RoboCat is Google’s robot that understands tasks from photos
Adobe Firefly AIA new demo of RoboCat, Google DeepMind’s latest AI program that can recognize and control robots to complete tasks from just a photo.
Google DeepMind is in the midst of trying to create a new smoking gun in the generative AI scene. However, the Google subsidiary is also working on multiple projects, with its latest to show-off being RoboCat.
The software is an AI agent that is designed to control robotic appendages, with tasks set for it from photos. This is all possible from the extensive training RoboCat has received, which can begin to recognize tasks set for it by researchers.
According to RoboCat’s researchers, it “learns much faster than other state-of-the-art models”. The biggest feat is that it can pick up a task from less than 100 demonstrations and pulls from a “large and diverse data set.”
Examples include basic sorting of some fruit, as well as putting discs in the right places. While it sounds rudimentary right now, the demo points out that RoboCat is able to pick up the task after a few seconds from just a low-resolution camera shot.
However, originally, RoboCat couldn’t reach more than a 36% success rate if it wasn’t pre-taught a task.
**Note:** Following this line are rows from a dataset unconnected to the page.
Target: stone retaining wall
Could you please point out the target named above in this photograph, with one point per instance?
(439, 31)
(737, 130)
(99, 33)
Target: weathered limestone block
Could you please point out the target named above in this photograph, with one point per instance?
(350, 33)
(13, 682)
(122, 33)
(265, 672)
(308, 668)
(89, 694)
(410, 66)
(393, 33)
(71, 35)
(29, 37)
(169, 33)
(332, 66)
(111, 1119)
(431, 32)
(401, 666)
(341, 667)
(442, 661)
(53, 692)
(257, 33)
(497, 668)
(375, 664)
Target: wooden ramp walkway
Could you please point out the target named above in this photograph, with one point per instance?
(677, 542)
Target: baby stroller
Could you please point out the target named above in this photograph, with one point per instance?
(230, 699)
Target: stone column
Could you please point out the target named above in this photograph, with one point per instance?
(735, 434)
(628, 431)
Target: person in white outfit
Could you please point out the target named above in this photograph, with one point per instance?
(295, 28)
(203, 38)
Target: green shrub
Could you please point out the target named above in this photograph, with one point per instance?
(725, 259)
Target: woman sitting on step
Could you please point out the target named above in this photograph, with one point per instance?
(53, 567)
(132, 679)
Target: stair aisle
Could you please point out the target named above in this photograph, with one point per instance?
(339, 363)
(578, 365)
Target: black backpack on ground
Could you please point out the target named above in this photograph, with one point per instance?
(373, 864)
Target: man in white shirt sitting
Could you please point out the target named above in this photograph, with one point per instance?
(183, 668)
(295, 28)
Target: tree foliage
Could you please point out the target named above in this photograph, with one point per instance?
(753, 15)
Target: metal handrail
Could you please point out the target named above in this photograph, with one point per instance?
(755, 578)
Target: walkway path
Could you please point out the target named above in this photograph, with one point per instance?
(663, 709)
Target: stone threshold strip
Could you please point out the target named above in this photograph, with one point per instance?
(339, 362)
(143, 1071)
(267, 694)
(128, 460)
Through trial and error, Google DeepMind was able to have it self-train to double the score.
Google’s RoboCat works through obstacles
RoboCat is also able to continue with the tasks while the image is obstructed by hands as well. The idea here is that even in the event something goes wrong, it should be able to work around the incident without any hindrance.
Google DeepMind has also used two different robotic arms. Panda 7-DoF and Sawyer 5-DoF are functionally the same but have different levels of reach and freedom.
DoF, or Degrees of Freedom, indicates how the level of freedom it has before hitting its limit. This is also used in VR as well for similar purposes.
RoboCat is able to figure out and work backward from having more freedom with the Panda arm and then being forced to use the Sawyer one. While the goals are similar, the task can be much harder with two different degrees stripped out of the hardware.